Éditorial Avril 2020

Il y a quatre ans environ, disparaissait, plus que centenaire, Chatral Rinpoche
(1913-2015), un maitre du dzogchen réfugié au Népal. En Occident, bien des
lecteurs du moine trappiste américain Thomas Merton (1915-1968) le
connaissaient sans le connaître. Dans son Journal d’Asie, Merton évoque une
brève mais profonde rencontre avec Chatral. Quasi contemporains – Merton
cependant devait mourir accidentellement peu de temps après – les deux
hommes se reconnurent d’emblée dans leur quête de l’essentiel. Au point que
le Rinpoche, tout surpris de cette entente à demi-mots avec un chrétien, s’écria
non sans humour : « Il doit y avoir un problème quelque part ! » Pour évoquer
la figure de Chatral, voici la traduction française d’exhortations et
enseignements traditionnels adressés à ses disciples.

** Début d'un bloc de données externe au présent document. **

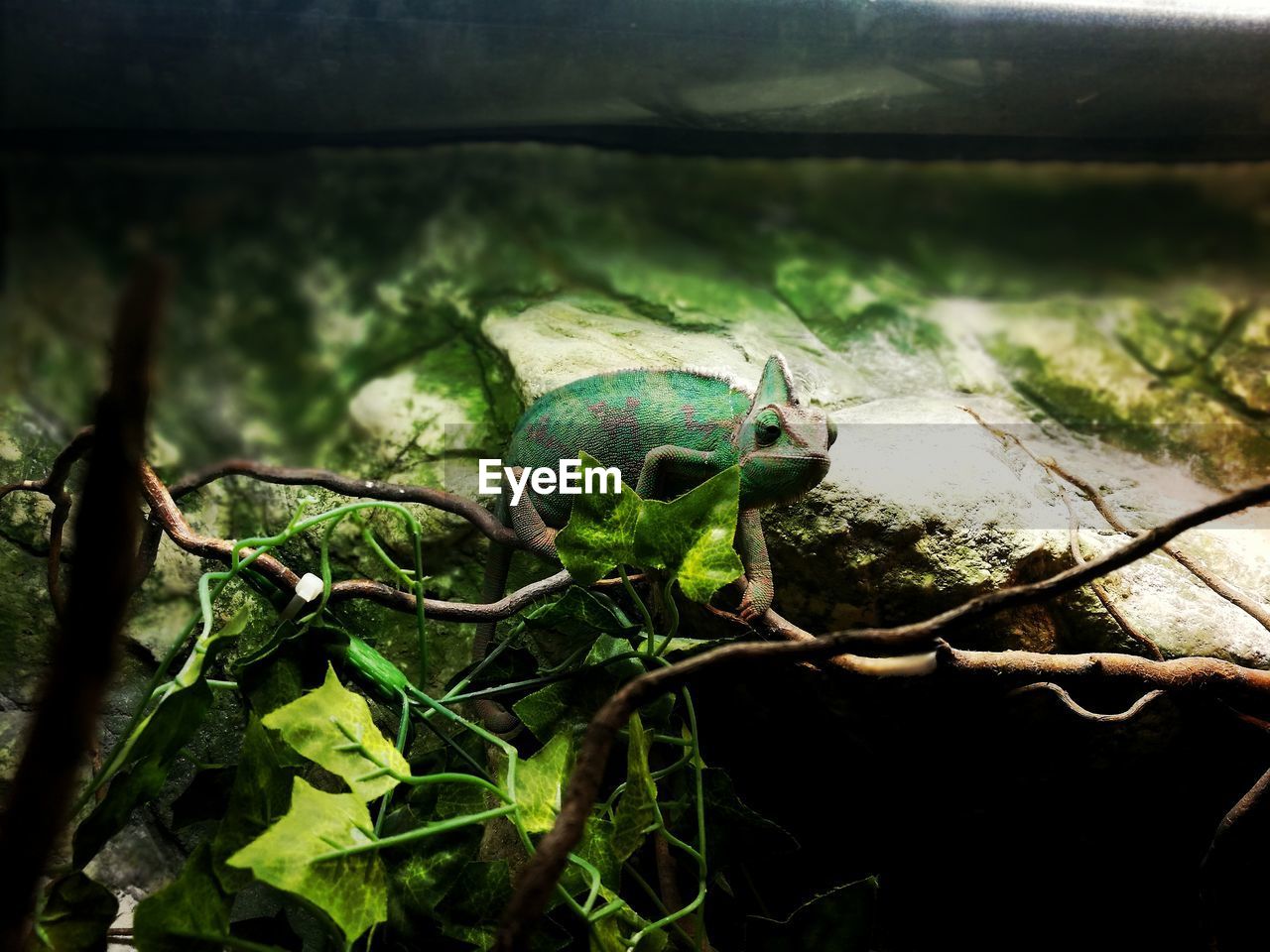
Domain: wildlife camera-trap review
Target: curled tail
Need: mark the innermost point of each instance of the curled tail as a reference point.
(495, 717)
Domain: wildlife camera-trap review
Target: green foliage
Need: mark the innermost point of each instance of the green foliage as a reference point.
(562, 626)
(261, 794)
(571, 703)
(636, 810)
(425, 855)
(151, 749)
(835, 919)
(190, 914)
(75, 915)
(540, 783)
(690, 537)
(333, 728)
(293, 856)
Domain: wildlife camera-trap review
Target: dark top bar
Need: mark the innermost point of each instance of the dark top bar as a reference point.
(925, 77)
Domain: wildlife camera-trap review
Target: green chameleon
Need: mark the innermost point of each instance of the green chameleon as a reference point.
(675, 429)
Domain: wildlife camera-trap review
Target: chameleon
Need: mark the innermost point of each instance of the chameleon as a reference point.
(671, 430)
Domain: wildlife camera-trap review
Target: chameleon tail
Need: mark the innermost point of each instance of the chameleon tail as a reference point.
(495, 717)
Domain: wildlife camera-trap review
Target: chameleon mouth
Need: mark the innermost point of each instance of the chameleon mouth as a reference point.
(803, 457)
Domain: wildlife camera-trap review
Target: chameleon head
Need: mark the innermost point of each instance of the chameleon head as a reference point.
(783, 447)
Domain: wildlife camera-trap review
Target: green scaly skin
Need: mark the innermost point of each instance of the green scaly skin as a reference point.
(671, 430)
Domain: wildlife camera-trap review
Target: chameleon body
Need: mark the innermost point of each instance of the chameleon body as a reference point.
(667, 431)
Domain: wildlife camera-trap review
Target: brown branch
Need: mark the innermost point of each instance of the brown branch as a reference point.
(1080, 711)
(452, 611)
(178, 530)
(1218, 585)
(82, 651)
(544, 870)
(472, 512)
(54, 485)
(1074, 531)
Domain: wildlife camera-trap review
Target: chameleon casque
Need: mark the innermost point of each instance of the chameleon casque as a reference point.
(672, 430)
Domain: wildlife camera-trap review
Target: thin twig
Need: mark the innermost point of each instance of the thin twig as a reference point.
(1080, 710)
(472, 512)
(1232, 594)
(1074, 530)
(107, 524)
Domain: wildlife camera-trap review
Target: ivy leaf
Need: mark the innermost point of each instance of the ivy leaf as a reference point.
(190, 914)
(636, 809)
(601, 531)
(325, 724)
(572, 622)
(597, 848)
(691, 537)
(835, 919)
(150, 752)
(570, 705)
(261, 794)
(540, 783)
(75, 915)
(350, 890)
(733, 829)
(425, 878)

Psychiatre réputé, Larry Culliford a promu les recherches à l’interface de la
psychologie et de la spiritualité. Qui suis-je ? : cette question à multiples
facettes relève (aussi) de la spiritualité puisque celle-ci « met le fond de chaque
personne en contact avec l’universel ». L’auteur décrit quelques stades ou
étapes majeures de la croissance vers une maturité humaine et spirituelle :
conformisme, individualisme, intégration, universalité. Pour une part, Larry
Culliford illustre ce parcours par des moments de son propre itinéraire.
Il procède par petites touches concrètes et nuancées, sans ignorer les ‘lois’ de
la psychologie mais sans y réduire le cheminement intérieur.
Nous sommes particulièrement heureux et reconnaissants de pouvoir publier
un ensemble de lettres (1963 à 1973) adressées par Swâmi Abhishiktânanda
(dom Henri Le Saux) à une jeune étudiante autrichienne, Bettina Bäumer, qui
se préparait à vivre en Inde. Les commentaires et notes de cette dernière
permettent de bien comprendre les circonstances et surtout l’esprit de leur
approche de l’Inde hindoue. « La préparation essentielle à l’Inde est celle du
dedans. » « C’est au fond de l’âme que l’Inde se découvre et là seulement
qu’elle livre son secret. » Et encore : « Nous avons besoin d’éveilleurs ».
(La seconde partie de cette correspondance paraitra dans le prochain bulletin.)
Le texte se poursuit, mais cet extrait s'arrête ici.